Heron’s firm is now in the process of developing a Memorandum of Understanding with Woodland Biofuels to further pursue the Merritt option. He presented the idea to city council at a special Committee of the Whole meeting on May 11, and plans to open an office in Merritt in the coming weeks.

Heron has also already been nominated and confirmed as a director for the Merritt and District Chamber of Commerce for 2017/18.

Following his meeting at city hall, Heron said he’s been pursuing the idea of purchasing the Tolko mill site itself, in order to continue the mill operations and provide the prospective ethanol plant with more wood waste.
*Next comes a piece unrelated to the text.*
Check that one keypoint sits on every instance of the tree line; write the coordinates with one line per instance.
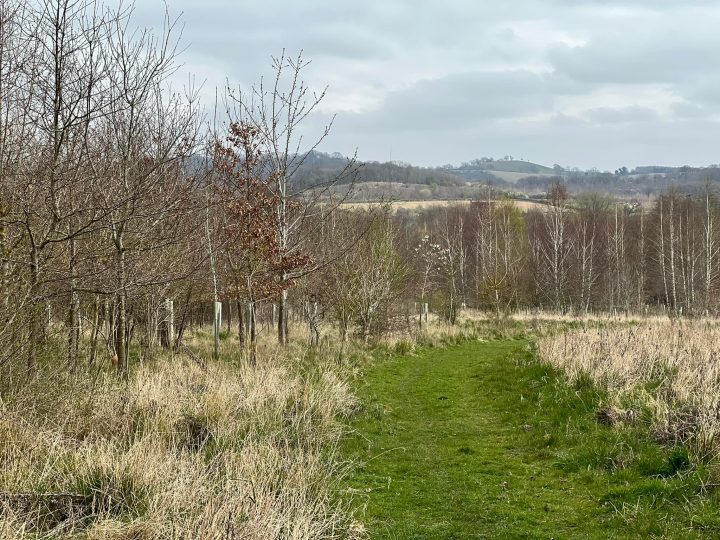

The plant itself could also be located on the property, but Heron said that could require the purchase of more land — about “56 to 59 acres.”

And as for concerns that Merrittonians might have about the safety of the industry, Heron said he is committed to listening to locals.

“I’ve always found that if you’re upfront with everybody and try to address their concerns, it’s easier to accept than trying to work outside of that arena altogether,” he said.

One Comment

  1. George Bergquist

    May 31, 2017 at 9:07 am

    Finally some possible good news.